“Uma falta de respeito aquela reunião, como se tudo estivesse certinho”. A reclamação é de Herval Nogueira, morador de Barra do Riacho e ativista socioambiental da Rede Alerta Contra o Deserto Verde, referente à reunião realizada nessa terça-feira (16) para apresentação do Estudo de Impacto de Vizinhança (EIV) do Terminal Portuário Imetame, no entorno da comunidade.
Organizada pela Prefeitura de Aracruz, por meio da Secretaria de Planejamento, Orçamento e Gestão (Sempla) e Imetame Logística Porto, a audiência pública “é um momento importante para que a comunidade conheça e opine sobre o EIV do Terminal Portuário Imetame, a ser implantado na ES 010, Barra do Riacho”, informa a prefeitura, em seu site.
Para as comunidades diretamente impactadas por mais esse empreendimento industrial, porém, a sensação é de temor e revolta. “Prefeitura e outros órgãos comemoram esse EIV sem que os analistas técnicos do Iema [Instituto Estadual de Meio Ambiente e Recursos Hídricos] tenham sequer analisado nossas propostas”, indigna-se Herval.
As propostas de condicionantes socioambientais, em número de 72, foram protocoladas no Iema no dia dois de abril último, fruto da mobilização de diversas entidades e cidadãos das comunidades localizadas no entorno da Imetame e outras gigantes instaladas na outrora bucólica região de pesca artesanal do litoral norte capixaba. Apesar da intensa degradação socioambiental, a identidade pesqueira de Barra do Riacho e suas vizinhas sobrevive. Na pequena vila que vê o rio Riacho desaguar no mar, a pesca artesanal gera 400 empregos diretos e indiretos.
A área de lazer a céu aberto dos moradores, no entanto, originalmente uma ampla faixa de areia à beira-mar, hoje restringe-se a menos de mil metros, espremidos entre um píer da Aracruz Celulose (Fibria) e as obras da Imetame.
A pequena “Praia do Sossego” já teve seu nome autoritariamente modificado para Praia dos Hóspedes pela papeleira, que construiu uma casa de hospedaria para os seus visitantes em negócios na região. Indignados, os moradores reafirmam a Praia do Sossego e lutam para que ela seja incluída como uma das condicionantes do licenciamento ambiental.
As propostas também foram protocoladas na Defensoria Pública Estadual e na Prefeitura de Aracruz, responsável pelo EIV.

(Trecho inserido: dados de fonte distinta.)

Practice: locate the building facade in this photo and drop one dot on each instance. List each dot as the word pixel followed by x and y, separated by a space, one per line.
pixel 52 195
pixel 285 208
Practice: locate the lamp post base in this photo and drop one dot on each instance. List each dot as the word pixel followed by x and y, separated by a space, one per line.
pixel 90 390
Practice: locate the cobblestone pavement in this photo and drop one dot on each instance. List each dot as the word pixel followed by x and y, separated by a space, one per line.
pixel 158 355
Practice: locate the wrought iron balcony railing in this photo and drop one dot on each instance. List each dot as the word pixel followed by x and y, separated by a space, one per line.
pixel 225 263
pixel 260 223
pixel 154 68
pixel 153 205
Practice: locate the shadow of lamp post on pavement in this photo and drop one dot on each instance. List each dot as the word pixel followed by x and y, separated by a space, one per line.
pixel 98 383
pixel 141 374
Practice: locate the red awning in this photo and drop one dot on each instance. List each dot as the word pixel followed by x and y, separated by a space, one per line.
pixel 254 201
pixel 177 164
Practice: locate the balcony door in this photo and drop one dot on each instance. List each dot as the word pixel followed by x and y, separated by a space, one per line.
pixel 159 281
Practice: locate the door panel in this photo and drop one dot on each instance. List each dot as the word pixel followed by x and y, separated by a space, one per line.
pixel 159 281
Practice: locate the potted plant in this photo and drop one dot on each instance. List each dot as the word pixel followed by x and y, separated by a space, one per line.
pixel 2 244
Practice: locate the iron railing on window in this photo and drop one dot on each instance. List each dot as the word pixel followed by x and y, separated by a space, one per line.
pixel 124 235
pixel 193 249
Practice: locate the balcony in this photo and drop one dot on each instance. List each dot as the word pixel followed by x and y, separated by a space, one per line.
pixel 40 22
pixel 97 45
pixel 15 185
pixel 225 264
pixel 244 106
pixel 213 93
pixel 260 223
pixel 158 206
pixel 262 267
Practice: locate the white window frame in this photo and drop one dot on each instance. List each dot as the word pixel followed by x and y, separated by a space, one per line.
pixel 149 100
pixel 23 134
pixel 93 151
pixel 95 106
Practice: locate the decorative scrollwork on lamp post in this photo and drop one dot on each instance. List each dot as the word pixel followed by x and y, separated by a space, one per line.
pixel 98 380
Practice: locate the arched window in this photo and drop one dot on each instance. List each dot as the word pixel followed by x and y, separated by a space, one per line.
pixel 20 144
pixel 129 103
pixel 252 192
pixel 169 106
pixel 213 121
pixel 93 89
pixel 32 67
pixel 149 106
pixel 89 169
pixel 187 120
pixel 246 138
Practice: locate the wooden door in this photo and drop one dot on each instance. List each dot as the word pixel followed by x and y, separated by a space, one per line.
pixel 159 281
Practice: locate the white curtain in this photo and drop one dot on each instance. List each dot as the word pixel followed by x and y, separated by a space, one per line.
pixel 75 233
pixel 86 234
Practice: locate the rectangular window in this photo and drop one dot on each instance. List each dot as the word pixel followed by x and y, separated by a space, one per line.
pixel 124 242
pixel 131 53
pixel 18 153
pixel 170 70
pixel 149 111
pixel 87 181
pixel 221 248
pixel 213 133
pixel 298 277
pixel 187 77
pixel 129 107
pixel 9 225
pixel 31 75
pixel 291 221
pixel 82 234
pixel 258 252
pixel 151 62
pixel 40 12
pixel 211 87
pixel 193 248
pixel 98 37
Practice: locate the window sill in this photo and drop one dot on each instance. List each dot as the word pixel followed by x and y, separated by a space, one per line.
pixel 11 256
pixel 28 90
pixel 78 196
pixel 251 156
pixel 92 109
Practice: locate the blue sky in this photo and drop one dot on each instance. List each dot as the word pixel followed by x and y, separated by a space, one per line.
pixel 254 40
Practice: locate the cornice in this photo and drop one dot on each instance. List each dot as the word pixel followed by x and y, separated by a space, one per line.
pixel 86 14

Logística, offshore contêiner e granéis
O porto operará serviços logísticos que envolvem offshore, carga geral, container e granéis sólido, líquido e gasoso, em uma área de 560 mil metros quadrados. O setor empresarial e os órgãos públicos repetem, em defesa do projeto, a geração de empregos e investimentos.
Barra do Riacho é a comunidade mais próxima do núcleo industrial e também a mais destruída social, econômica e ambientalmente. A geração de emprego é uma questão crucial na localidade, outrora bucólica vila pesqueira.
Até hoje, passados 50 anos de usurpação do território da comunidade, de severa poluição da água e do ar, de inviabilização da pesca (atividade econômica tradicional e esteio da identidade cultural local), de perda de áreas de lazer, de violências e crimes, de desemprego e tantas outras mazelas, as comunidades impactadas aprovaram apenas três condicionantes nos diversos licenciamentos ambientais realizadas: um atracadouro para embarcações artesanais, um programa de menor aprendiz e um curso básico de informática.
A construção do projeto, bem como a ampliação do Portocel da Aracruz Celulose (Fibria) na região, só foi possível após mudança na poligonal feita pelo governo federal em 2015, a pedido do governo do Estado. Já a licença emitida ao Imetame, que era para offshore e cargas gerais, passou a ser também para contêineres e graneis sólidos, líquidos e gasosos.